Electronic-photonic quantum chip manufactured in commercial foundry
By designing the system to actively stabilise the silicon microring resonators, researchers say they have made a chip that behaves predictably despite temperature changes and manufacturing variations, marking a milestone for scalable quantum technologies
Scientists from Boston University, UC Berkeley, and Northwestern University have published a study in Nature Electronics reporting the world’s first electronic–photonic–quantum system on a chip. According to the team, the system combines quantum light sources and stabilising electronics using a standard 45 nm semiconductor manufacturing process to produce reliable streams of correlated photon pairs – a key resource for emerging quantum technologies. This development could pave the way for mass-producible “quantum light factory” chips and large-scale quantum systems built from many such chips working together.
“Quantum computing, communication, and sensing are on a decades-long path from concept to reality,” says Miloš Popović, associate professor of electrical and computer engineering at BU and a senior author on the study. “This is a small step on that path – but an important one, because it shows we can build repeatable, controllable quantum systems in commercial semiconductor foundries.”
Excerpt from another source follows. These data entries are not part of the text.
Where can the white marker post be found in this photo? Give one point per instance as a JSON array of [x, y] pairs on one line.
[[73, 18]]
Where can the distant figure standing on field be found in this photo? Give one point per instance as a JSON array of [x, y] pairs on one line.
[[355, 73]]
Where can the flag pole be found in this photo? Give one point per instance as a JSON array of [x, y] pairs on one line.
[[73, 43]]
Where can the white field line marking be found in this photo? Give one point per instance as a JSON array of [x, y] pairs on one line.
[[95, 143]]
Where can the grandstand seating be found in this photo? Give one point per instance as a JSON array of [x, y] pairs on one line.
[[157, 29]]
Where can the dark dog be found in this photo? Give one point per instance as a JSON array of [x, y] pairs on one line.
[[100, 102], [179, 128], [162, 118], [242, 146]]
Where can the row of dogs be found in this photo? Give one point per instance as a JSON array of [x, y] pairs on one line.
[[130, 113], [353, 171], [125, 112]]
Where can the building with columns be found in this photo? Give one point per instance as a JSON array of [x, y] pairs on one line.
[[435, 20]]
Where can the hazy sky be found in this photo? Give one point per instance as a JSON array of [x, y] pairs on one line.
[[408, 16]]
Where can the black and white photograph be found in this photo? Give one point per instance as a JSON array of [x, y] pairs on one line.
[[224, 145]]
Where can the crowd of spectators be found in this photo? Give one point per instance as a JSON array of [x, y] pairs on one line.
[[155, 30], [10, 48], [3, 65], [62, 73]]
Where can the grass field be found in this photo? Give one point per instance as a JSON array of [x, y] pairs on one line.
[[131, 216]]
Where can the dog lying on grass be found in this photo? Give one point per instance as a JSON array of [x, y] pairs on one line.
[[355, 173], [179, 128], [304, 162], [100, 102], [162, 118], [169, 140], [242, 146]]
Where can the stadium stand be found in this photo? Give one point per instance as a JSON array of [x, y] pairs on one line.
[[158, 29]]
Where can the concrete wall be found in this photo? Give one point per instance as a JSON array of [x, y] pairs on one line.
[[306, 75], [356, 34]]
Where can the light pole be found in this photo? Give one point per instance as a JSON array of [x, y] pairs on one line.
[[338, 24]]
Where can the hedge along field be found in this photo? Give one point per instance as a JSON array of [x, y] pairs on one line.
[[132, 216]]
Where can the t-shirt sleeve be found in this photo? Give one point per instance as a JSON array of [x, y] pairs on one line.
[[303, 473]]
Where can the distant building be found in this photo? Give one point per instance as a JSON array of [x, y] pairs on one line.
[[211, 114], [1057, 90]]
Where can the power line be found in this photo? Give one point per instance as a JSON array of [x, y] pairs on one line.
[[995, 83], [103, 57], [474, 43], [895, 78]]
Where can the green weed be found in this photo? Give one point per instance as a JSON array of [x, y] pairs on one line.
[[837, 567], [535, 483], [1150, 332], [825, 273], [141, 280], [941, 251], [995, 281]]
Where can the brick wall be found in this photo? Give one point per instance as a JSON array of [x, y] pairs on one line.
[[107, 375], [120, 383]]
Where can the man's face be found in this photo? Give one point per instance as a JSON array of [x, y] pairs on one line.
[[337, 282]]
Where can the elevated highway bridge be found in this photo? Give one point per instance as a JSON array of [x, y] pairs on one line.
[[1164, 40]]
Prem Kumar, professor of electrical and computer engineering at Northwestern, added: “The kind of interdisciplinary collaboration this work required is exactly what’s needed to move quantum systems from the lab to scalable platforms. We couldn’t have done this without the combined efforts in electronics, photonics, and quantum measurement.”
Future quantum technologies will require a steady stream of quantum light resource units to perform their functions. To provide this, the researchers worked to create an array of “quantum light factories” on a silicon chip, each less than 1x1 mm in dimension.
To generate streams of quantum light, in the form of correlated pairs of photons, microring resonators must be tuned in sync with incoming laser light that powers each quantum light factory on the chip. But these devices are extremely sensitive to temperature and fabrication variations, which can push them out of sync and disrupt the steady generation of quantum light.
To address this challenge, the team built an integrated system designed to actively stabilise quantum light sources on-chip – specifically, the silicon microring resonators that generate the streams of correlated photons. According to the scientists, each chip contains 12 such sources operable in parallel, and each resonator must stay in sync with its incoming laser light even in the presence of temperature drift and interference from nearby devices – including the other 11 photon-pair sources on the chip.
“What excites me most is that we embedded the control directly on-chip – stabilising a quantum process in real time,” says Anirudh Ramesh, a PhD student at Northwestern who led the quantum measurements. “That’s a critical step toward scalable quantum systems.”
The extreme sensitivity of the microring resonators is the reason why they can generate quantum light streams efficiently and in a minimal chip area, but small shifts in temperature can derail the photon-pair generation process. The new study describes how the authors solved this by integrating photodiodes inside the resonators in a way that monitors alignment with the incoming laser while preserving the quantum light generation. On-chip heaters and control logic are included to continually adjust the resonance in response to drift.
“A key challenge relative to our previous work was to push photonics design to meet the demanding requirements of quantum optics while remaining within the strict constraints of a commercial CMOS platform,” says Imbert Wang, a PhD student at Boston University who led the photonic device design. “That enabled co-design of the electronics and quantum optics as a unified system.”
Because the chip uses built-in feedback to stabilise each source, the researchers say it behaves predictably despite temperature changes and fabrication variations – an essential requirement for scaling up quantum systems. It was fabricated in a commercial 45 nm CMOS chip platform originally developed through a collaboration between BU, UC Berkeley, GlobalFoundries, and Silicon Valley start-up Ayar Labs, which grew out of research at the two universities and is now developing optical interconnect chiplets. Through the new collaboration with Northwestern, that same manufacturing process now enables not only advanced optical interconnects for AI and supercomputing, but also, according to the study, complex quantum photonic systems on a scalable silicon platform.
“Our goal was to show that complex quantum photonic systems can be built and stabilised entirely within a CMOS chip,” says Daniel Kramnik, a PhD student at UC Berkeley who led chip design, packaging, and integration. “That required tight coordination across domains that don’t usually talk to each other.”
As quantum photonic systems progress in scale and complexity, chips like this could become building blocks for technologies ranging from secure communication networks to advanced sensing and, eventually, quantum computing infrastructure.